Tak też zrobili. Mimo różnić, odnaleźli wspólny kontakt z innymi przedstawicielami młodszego pokolenia, którzy byli na weselu. Syriusz cieszył się szczęściem kuzynki. Widząc ją, miał nadzieję, że sam kiedyś odnajdzie szczęśliwe zakończenie mimo tego, że nienawidził swojej rodziny bardziej niż Andromeda. Miał już przyjaciół, którzy zawsze mu pomagali i chociaż znali się krótko, to chronili go przed gniewem krewnych. Miał też Andromedę, która była gotowa udzielić mu schronienia, niezależnie od tego, że będzie musiała się zmierzyć z Blackami po raz kolejny. Czy mógł chcieć więcej? Raczej nie, ale Syriusz, zawsze znajdzie coś nowego, o co gotowy jest walczyć, nawet, jeśli to nie dotyczy jego samego.

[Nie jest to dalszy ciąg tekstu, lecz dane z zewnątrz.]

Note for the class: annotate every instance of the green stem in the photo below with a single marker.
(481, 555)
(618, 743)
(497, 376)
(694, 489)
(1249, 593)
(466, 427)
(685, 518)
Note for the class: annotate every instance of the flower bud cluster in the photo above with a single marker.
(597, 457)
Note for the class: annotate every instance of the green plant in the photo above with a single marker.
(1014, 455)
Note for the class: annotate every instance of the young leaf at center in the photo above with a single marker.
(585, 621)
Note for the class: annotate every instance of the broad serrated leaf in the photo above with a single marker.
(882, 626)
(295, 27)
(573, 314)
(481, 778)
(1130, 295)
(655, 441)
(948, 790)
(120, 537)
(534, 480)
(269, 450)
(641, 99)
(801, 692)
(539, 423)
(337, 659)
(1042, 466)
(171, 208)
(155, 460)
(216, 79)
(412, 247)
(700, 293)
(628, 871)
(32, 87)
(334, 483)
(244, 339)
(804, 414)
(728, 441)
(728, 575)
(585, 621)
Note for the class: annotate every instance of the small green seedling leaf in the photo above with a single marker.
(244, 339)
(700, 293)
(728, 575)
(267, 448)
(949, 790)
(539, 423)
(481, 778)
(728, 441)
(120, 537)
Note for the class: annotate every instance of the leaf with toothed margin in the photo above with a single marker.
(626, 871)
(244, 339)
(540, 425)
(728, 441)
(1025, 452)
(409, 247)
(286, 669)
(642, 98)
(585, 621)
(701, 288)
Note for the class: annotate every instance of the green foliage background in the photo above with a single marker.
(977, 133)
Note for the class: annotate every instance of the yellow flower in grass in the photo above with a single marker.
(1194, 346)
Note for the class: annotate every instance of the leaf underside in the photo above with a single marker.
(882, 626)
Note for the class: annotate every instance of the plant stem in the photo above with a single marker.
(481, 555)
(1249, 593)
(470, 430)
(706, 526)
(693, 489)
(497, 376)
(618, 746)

- Tonks!- pan młody spojrzał na chłopca, który podszedł do niego, korzystając z nieobecności u jego boku Andromedy.- W pewnym sensie zostaliśmy dzisiaj rodziną, więc teraz mam ci coś do powiedzenia.
- Zamieniam się w słuch- nie był przestraszony groźnym spojrzeniem Syriusza, był raczej ciekaw tego, co ma do powiedzenia.
- Słynę z nienawidzenia swoich krewnych, ale Andromeda jest dla mnie ważna, to jedyna kuzynka, o którą się martwię i uwierz mi, że jeśli chociaż jeden włos spadnie jej z głowy z twojej winy to cie dopadnę, nawet, jeśli miałbym przez to skończyć w Azkabanie- Ted uśmiechnął się, słysząc to.
- Nigdy jej nie skrzywdzę, więc tam przeze mnie nie trafisz- zapewnił go.- I zawsze będziesz u nas mile widziany, jak zauważyłeś, teraz jesteśmy rodziną- poklepał go po ramieniu.- Tylko uprzedź jakbyś chciał sprowadzić wściekły ród Blacków- Syriusz parsknął śmiechem.
- Spokojna głowa, nimi sam się zajmę- zapewnił go.- Idź do niej, bo ktoś ci ją jeszcze ukradnie.
Ted uśmiechnął się do niego i poszedł do swojej młodej żony, ciesząc się, że ten dzień w końcu nadszedł. Niczego nigdy bardziej nie pragnął niż żyć u jej boku i teraz to marzenie się spełniło, sprawiając, że dwa serca, które zaczęły bić jak jedno, przepełniły się miłością, której nic nie mogło zniszczyć.